🤖 AI Summary
This study addresses the challenges actors face in sustaining character journaling exercises due to high cognitive load, the blank-page dilemma, and insufficient immediate feedback. To mitigate these barriers, the authors propose the concept of “midwifery AI”—a context-aware questioning system powered by large language models that dynamically generates reflective prompts tailored to the actor’s current rehearsal phase and script analysis. Rather than composing content on behalf of the actor, the system scaffolds autonomous reflection through targeted inquiry. A 14-day crossover experiment demonstrates that this approach significantly lowers entry barriers, fosters consistent reflective engagement, and yields stage-specific creative benefits across different phases of rehearsal, thereby preserving the actor’s artistic agency and immersive experience.
📝 Abstract
Character journaling is a well-established exercise in actor training, but many actors struggle to sustain it due to cognitive burden, the blank page problem, and unclear short-term rewards.
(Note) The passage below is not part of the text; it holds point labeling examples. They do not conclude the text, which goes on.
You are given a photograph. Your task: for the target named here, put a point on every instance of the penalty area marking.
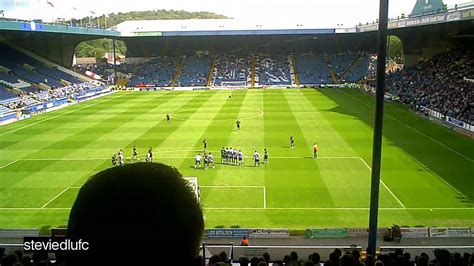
(259, 112)
(262, 187)
(383, 184)
(55, 197)
(8, 164)
(283, 208)
(58, 115)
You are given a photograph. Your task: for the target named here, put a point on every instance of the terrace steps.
(178, 72)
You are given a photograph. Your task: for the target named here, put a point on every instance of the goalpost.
(192, 182)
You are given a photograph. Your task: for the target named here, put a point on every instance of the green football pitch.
(427, 169)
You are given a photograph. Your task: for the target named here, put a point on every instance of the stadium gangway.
(205, 250)
(418, 249)
(276, 252)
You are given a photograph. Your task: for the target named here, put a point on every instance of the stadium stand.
(273, 70)
(312, 70)
(5, 94)
(342, 62)
(337, 258)
(195, 71)
(232, 70)
(439, 84)
(158, 71)
(358, 70)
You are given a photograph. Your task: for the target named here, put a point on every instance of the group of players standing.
(118, 159)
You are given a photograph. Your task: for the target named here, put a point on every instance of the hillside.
(99, 47)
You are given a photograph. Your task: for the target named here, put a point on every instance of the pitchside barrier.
(407, 232)
(276, 252)
(417, 250)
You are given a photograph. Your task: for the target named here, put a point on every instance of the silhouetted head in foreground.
(141, 208)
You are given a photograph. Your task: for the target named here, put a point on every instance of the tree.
(98, 48)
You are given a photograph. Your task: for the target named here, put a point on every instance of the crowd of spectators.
(442, 84)
(441, 257)
(30, 98)
(232, 70)
(273, 70)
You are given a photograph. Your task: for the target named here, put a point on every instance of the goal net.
(192, 182)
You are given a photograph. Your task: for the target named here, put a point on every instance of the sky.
(322, 12)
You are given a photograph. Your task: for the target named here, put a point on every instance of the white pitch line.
(8, 164)
(232, 186)
(46, 204)
(176, 157)
(383, 184)
(47, 119)
(264, 197)
(283, 208)
(414, 129)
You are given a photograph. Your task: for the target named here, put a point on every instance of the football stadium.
(269, 126)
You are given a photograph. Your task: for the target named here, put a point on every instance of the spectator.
(266, 256)
(315, 258)
(244, 242)
(244, 261)
(152, 198)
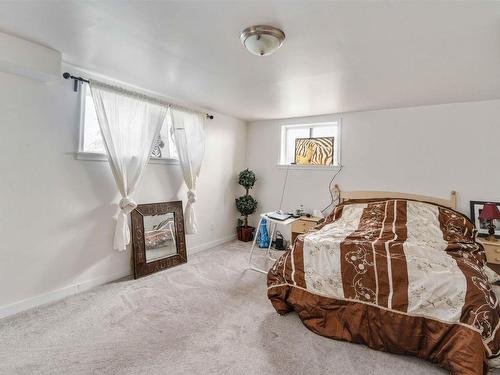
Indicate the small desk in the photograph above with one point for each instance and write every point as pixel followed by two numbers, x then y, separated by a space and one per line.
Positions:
pixel 272 226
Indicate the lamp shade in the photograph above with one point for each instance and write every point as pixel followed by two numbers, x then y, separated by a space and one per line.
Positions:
pixel 489 212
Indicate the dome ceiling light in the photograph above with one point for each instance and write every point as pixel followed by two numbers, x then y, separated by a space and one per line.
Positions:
pixel 262 40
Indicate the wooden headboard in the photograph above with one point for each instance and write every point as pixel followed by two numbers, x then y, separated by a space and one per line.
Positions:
pixel 346 195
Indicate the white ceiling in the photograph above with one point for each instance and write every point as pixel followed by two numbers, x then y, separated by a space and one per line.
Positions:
pixel 338 56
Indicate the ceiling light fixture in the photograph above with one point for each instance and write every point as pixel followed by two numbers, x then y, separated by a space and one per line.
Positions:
pixel 262 40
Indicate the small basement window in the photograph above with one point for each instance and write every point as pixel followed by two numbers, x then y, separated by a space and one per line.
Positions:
pixel 311 145
pixel 91 143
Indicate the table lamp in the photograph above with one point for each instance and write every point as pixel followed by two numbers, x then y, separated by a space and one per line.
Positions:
pixel 490 213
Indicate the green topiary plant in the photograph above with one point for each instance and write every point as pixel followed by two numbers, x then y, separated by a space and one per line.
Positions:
pixel 246 204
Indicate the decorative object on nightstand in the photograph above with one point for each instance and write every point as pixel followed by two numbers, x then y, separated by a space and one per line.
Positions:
pixel 303 225
pixel 492 249
pixel 482 224
pixel 490 213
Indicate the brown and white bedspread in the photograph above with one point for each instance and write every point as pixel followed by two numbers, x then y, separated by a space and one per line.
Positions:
pixel 397 275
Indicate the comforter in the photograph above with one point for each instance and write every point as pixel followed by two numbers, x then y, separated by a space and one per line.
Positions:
pixel 397 275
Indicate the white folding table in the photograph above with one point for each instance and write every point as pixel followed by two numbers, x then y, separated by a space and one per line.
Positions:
pixel 273 223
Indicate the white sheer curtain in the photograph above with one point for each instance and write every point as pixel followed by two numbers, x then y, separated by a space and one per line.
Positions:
pixel 189 139
pixel 130 124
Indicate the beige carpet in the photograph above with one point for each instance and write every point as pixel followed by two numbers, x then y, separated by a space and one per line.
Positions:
pixel 209 316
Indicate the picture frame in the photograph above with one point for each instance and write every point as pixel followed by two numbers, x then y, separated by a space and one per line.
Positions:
pixel 475 210
pixel 314 151
pixel 158 237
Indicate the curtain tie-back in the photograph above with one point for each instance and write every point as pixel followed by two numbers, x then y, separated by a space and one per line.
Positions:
pixel 191 196
pixel 127 205
pixel 122 232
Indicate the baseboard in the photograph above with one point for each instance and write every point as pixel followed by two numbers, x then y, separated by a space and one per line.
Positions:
pixel 70 290
pixel 58 294
pixel 209 245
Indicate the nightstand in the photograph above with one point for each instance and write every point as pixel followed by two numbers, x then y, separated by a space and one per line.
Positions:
pixel 303 225
pixel 492 249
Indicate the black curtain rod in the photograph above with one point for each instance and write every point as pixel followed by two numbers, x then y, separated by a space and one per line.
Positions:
pixel 66 75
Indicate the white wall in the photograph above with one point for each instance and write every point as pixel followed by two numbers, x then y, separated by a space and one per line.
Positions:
pixel 425 150
pixel 56 222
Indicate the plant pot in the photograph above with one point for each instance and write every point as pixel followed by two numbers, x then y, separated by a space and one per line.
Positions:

We reframe large language models not as co-authors but as maieutic partners-tools that guide reflection through context-aware questioning rather than producing text on behalf of the user. Based on this perspective, we designed Actor's Note, a journaling tool that tailors questions to the script, role, and rehearsal phase while preserving actor agency. We evaluated the system in a 14-day crossover study with 29 actors using surveys, logs, and interviews. Results indicate that the tool reduced entry barriers, supported sustained reflection, and enriched character exploration, with participants describing different benefits when AI was introduced at earlier versus later rehearsal stages. This work contributes empirical insights and design principles for creativity-support tools that sustain reflective practices while preserving artistic immersion in performance training.